Granted, you can say interestng about the music but the video, IMO, came off as rather uninteresting since the very concept of reviewing the work as you listen to it is deeply flawed. The first impression might be interesting in theory - fresh, untouched by cold analysis, yeah? But in reality it's just unsettled and premature. At some point you even talk about not being sure what instrument do you hear, "I think it's organ... I'm not sure... sounds like organ..." - this is not very fascinating thing to learn, is it? Perhaps a better idea for video review would be to talk about work you've heard before (perhaps just before recording and after having just a moment to put your thoughts together, so you don't have to say "uhmm..." all the time and play with your hair) the video and play the fragments you're talking about after you express your feelings about them. 

I'd really love to see you doing this thing with Paganini though. D minor concerto, please.


----------



## Weston (Jul 11, 2008)

I'm subscribed to Darren Lock's channel and I do think it is a cool idea, but I only listen to his reviews of pieces / albums I'm really familiar with. I'm not very familiar with the Ligeti Chamber Concerto (I've just acquired it recently -- so far not my favorite Ligeti  ) and not sure how to play it simultaneously. But, yes, I think I'd try this once in a while.


----------



## Avey (Mar 5, 2013)

Because I don't have any friends/peers/superiors that (I know) listen to classical music, I satisfy my need to discuss/vent on music here. I think many of us are the same. It'd be great to be able to discuss all of this in person, but in reality, especially for people my age (23), classical music isn't exactly popular. Thus, this forum is my social avenue.

That said, I think the "live listen" concept could equally satisfy my desire to hear/discuss classical music. I'm a huge fan of Bill McGlaughlin's Exploring Music program -- which I often play in the background cooking/writing/studying -- and I think this video would be just as interesting.

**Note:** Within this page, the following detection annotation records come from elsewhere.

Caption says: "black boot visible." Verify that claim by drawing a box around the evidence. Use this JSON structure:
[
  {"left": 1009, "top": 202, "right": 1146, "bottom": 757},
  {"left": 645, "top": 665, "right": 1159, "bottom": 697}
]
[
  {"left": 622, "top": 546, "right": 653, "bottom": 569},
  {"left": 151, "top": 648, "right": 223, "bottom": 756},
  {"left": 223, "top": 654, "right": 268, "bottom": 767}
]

The problem, however, is that we aren't hearing the music. It's commentary on sound that we don't hear. We may know the piece, but it'd be much better to be able to follow along with the music AND have comments. No one will complain if you speak over the music, as that's the whole point -- "live listen" commentary. So, if you do it again in the future, I'd have the music too.

Also, because I"m not classically-trained, technical tidbits are far more interesting to me than pure emotional responses to music, as we all possess different emotions given any particular work. _Viola_-dude --> analyze viola-heavy pieces?


----------



## PetrB (Feb 28, 2012)

This is missing, twofold, "performance."

1.) the actual music -- leaving it out leaves us out of participating along with you.

2.) A super soft-spoken, laid-back slow tempo verbal delivery with gaps of silence measurable in seconds, the only content being a "listen to me perceive" spiel, is also 'not a performance.'

[Granted, you say, "It's probably best if you listen to the piece I'm listening to along with my video." I'm sure you know that synchronization here is impossible, and the best thing to do would have been to embed the audio in your presentation.]

The moment I realized there was no audible music to tie in to your comments, I felt like I was a voyeur to a session between you and a shrink, your merely talking about your reaction to Rorschach blots or some such, and I lost any and all interest right there.

"Nocializing" is when you are busy with your iPhone while ignoring present company.

Putting on your earphones and excluding the viewer from the music itself, and the expecting us to be interested in what you have to say about what you are hearing that we are not _is damned close to nocializing._

I need a lot more than is here delivered (feel there is 'nothing delivered,' actually) for this premise to work in any way.


----------



## violadude (May 2, 2011)

Ok so it sounds like the overwhelming majority wants sound with the video. I don't know why I didn't think of that to be honest. I was a little bit worried about copyright claims, but whatever.

Here I re-uploaded it with the music in the video. I think it's a lot better. What do you guys think?


----------